Congressional leaders are scheduled to meet with White House officials in House Speaker Paul Ryan's office to discuss the congressional agenda, according to Hill aides.
Office of Management and Budget director Mick Mulvaney and legislative affairs director Marc Short will represent the president, a White House official told ABC News.
The group will come together to discuss priorities for the next few months, with Ryan and Senate Republican Leader Mitch McConnell set to meet separately with the president at Camp David over the weekend.
Late last month the president scored his first major legislative victory with his massive tax overhaul bill, but thornier agenda items are on the horizon, including a government funding deadline of Jan. 19.
Congressional leaders are also working to complete a deal on domestic and military spending levels. White House Press Secretary Sarah Sanders said Tuesday that the White House prefers a two-year budget deal with "realistic" budget caps and "certainty" for national security.
Welfare reform, infrastructure, immigration reform and health care are the other top legislative priorities for the White House in the new year, Sanders said.
In a letter to colleagues Tuesday, House Minority Leader Nancy Pelosi said Democratic leaders will push for parity in any changes to military and domestic spending.
During his 11-day holiday vacation at his Mar-a-Lago resort in Florida, Trump drew a line in the sand on legal protections for nearly 800,000 so-called DREAMers, saying that any deal regarding the Deferred Action for Childhood Arrivals (DACA) program would be contingent on funding a border wall and ending "chain migration."
Democrats have shown no movement on signing off on any funding for a wall along the U.S.-Mexico border, and accused the president of playing politics with the lives of hundreds of thousands of DREAMers. Trump has said he would not let the program expire without giving some protection to DACA recipients at risk of deportation.
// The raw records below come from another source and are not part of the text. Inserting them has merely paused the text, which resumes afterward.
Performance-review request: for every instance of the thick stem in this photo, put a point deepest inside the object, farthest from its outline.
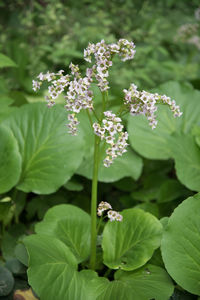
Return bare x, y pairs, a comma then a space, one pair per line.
94, 204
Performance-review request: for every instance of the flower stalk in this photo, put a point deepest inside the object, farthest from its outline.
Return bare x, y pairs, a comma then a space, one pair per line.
94, 203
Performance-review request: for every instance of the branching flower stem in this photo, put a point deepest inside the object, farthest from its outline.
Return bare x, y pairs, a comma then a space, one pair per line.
94, 204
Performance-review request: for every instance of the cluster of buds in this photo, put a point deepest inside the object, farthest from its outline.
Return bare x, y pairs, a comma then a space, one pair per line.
103, 54
111, 214
111, 132
144, 103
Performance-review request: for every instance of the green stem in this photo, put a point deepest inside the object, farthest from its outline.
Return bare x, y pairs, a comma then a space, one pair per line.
14, 196
89, 117
94, 203
103, 105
Another major issue is a renewal of funding for the Children's Health Insurance Program, or "CHIP," for the children of working mothers who make too much money to be covered by Medicaid but earn too little to afford other insurance coverage. Congress passed a short-term measure funding the program through March, but the White House and congressional leaders have said they hope to address a longer-term funding measure in January.
The president is also hoping for a legislative win with a massive infrastructure project, which could earn him bipartisan support.
After signing the tax bill, Trump told reporters he saved infrastructure because he believed it would be the "easiest of all," though several Democrats have said the $200 billion proposal put forward by the White House falls short of the country's actual needs.